As the Head of Marketing for an Internet Service Provider in Britain, I wanted to offer my thoughts on the UK’s connectivity specifically for business users, reflecting on the points he made and how to make the connectivity landscape an even playing ground.

BBC report

The BBC report was based on research from a cross-party group of 100MPs, the British Infrastructure Group, who have jointly called for BT’s Openreach division to be split off from the parent company. They claim that 5.7 million people in the UK don’t have access to at least 10Mbps broadband, furthermore, they suggest that Britain is falling behind in comparison to countries such as Japan, South Korea and even Spain, despite the subsidies received, many parts of the UK still have no access superfast broadband.


Whilst I would completely agree that more people should be able to access better broadband connectivity and am an ambassador to the cause of improving the UK’s internet infrastructure, I have to challenge the claims from British Infrastructure Group as Rory has done in the article. Some of the information the report was based upon is simply out of date, some of the public money promised to BDUK has now been removed with the full funds not being received yet in many cases. Funding is critical to such a large scale project, holding this up or removing it altogether will of course delay progress and some of the arguments in this report are missing the real issue.

C4L and BT

I think it is good that it is not just ISP’s like C4L or BT that are recognising the UK has excellent capabilities, it is simply not utilised fully or spread widely enough, the government are also recognising this not just for residential users, but commercial customers too. Last year we saw support provided to businesses from the Government Connection Voucher Scheme, which granted up to £3000 towards the installation of business-grade broadband. This grant was successful because it addressed the issue of awareness and accessibility, it isn’t that faster connectivity is not possible, because it is, the real issue is providing options and competition against the cost to expand and install new fibre optic networks, so that new areas can access faster and more direct routes to the internet. Sadly the scheme was so successful that the funding was exhausted very quickly and brought to a premature end with no current plans to instigate it again.

Business grade connectivity

However, despite these grants and government backed incentives, if we look from a business point of view, many companies still don’t understand and take advantage of ‘business-grade’ connectivity such as Leased Lines. This lack of understanding is stifling them from using emerging services such as the Cloud and outsourced storage, these tools can accelerate business growth but are dependent on high quality connectivity. I believe this is because ultimately business owners are also consumers, their eyes are turned by the media and reports such as this one which focus on headline speeds and often reflect residential service offers, they hear the ‘bells-and-whistles’ promotions and buy into it as a suitable fit for their business. The thing they can be forgetting is these are designed for domestic use, for those who are increasingly downloading music or TV programmes, they are not designed to be business-grade, have quick SLAs or offer synchronous performance, which a business requires to operate competitively.

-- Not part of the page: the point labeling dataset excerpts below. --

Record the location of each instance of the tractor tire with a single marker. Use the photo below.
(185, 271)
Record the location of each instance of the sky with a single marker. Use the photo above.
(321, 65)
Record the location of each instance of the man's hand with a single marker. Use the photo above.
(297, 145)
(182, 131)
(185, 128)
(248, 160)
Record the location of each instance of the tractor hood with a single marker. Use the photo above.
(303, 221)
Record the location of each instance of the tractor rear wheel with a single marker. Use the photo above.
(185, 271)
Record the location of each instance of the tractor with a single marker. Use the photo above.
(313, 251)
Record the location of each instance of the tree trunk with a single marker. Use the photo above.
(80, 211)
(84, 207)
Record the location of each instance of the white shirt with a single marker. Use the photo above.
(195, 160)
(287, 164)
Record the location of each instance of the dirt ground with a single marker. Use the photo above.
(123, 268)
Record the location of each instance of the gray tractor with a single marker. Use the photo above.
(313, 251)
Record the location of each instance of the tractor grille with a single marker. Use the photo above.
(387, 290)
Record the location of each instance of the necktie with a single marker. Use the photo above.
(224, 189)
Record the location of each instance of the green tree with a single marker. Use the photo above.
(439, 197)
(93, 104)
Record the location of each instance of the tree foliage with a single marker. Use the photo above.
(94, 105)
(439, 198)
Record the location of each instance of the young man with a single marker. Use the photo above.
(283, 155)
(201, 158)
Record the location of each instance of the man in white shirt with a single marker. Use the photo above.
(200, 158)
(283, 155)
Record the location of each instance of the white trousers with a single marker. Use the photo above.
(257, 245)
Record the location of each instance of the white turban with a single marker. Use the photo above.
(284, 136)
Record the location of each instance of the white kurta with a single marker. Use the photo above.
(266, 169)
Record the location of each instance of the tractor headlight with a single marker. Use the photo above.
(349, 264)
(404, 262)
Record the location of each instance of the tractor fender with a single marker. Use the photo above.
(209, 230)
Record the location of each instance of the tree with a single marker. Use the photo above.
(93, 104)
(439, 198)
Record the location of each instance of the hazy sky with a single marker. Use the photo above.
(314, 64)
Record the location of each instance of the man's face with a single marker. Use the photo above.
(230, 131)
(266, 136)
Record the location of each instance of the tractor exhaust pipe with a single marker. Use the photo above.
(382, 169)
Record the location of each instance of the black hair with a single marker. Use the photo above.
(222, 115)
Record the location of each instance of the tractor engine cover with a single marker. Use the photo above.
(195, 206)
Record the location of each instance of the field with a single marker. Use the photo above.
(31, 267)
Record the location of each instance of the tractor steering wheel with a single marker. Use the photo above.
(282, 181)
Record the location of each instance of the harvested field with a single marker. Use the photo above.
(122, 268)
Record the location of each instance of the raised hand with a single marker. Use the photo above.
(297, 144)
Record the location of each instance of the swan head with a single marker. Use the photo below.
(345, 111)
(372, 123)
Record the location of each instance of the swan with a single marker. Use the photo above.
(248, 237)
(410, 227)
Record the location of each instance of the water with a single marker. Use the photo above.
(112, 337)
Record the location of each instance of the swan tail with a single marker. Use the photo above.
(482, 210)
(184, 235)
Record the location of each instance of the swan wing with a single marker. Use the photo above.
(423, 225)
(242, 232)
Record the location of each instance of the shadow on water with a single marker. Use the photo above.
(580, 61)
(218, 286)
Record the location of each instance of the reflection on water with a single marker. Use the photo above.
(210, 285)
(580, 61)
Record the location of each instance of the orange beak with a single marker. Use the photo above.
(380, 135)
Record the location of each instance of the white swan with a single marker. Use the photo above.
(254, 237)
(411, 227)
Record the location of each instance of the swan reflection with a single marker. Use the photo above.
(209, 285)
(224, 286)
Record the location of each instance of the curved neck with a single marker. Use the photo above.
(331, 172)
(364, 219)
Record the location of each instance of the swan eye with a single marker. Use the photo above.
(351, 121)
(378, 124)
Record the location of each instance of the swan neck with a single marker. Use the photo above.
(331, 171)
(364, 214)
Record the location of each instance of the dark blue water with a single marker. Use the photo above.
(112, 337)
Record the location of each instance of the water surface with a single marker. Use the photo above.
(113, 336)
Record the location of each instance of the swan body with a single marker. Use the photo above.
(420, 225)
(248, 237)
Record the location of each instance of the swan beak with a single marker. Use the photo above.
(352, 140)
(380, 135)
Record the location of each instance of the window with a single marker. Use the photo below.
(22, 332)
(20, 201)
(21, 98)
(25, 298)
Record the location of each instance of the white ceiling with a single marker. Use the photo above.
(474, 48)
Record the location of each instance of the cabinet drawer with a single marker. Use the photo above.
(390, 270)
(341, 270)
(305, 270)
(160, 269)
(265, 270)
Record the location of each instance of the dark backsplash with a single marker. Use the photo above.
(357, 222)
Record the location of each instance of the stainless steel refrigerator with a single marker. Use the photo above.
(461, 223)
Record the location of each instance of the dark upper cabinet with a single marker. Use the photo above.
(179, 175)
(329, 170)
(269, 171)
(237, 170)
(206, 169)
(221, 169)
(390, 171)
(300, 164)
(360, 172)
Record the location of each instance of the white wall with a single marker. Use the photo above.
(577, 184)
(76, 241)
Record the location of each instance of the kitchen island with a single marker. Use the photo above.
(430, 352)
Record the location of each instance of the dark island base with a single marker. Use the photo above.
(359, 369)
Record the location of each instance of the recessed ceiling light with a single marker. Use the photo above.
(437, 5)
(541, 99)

In the same way residential products have moved on leaps and bounds, so have business grade products and options, and at ever more competitive rates, it should be added. Too many businesses are unaware of the important difference and aren’t making the necessary investment, the knock on is less income to build out critical new fibre infrastructure, instead trying to squeeze every last drop of performance out of the aging copper network. It makes sense to optimise the use of this technology for the vast majority of residential users, but, the future is fibre, moreover, the present should also be fibre, the sooner businesses understand this and invest in it, the better for them and for the economy as a whole. BT and Openreach are working very hard to upgrade parts of its network to utilise fibre, it has done for many years, but businesses need to recognise they are by no means the only ISP out there. Businesses should be utilising aggregators who offer a much wider choice of service providers and can perform price comparisons to provide cost-effective methods to deliver higher performance connectivity.

We need to remind ourselves that the connectivity capability often exists, we just need to find new ways of accessing them, rather than relying on a 100 year old technology, we have to make it easier and more cost effective to install new fibre routes to reach them.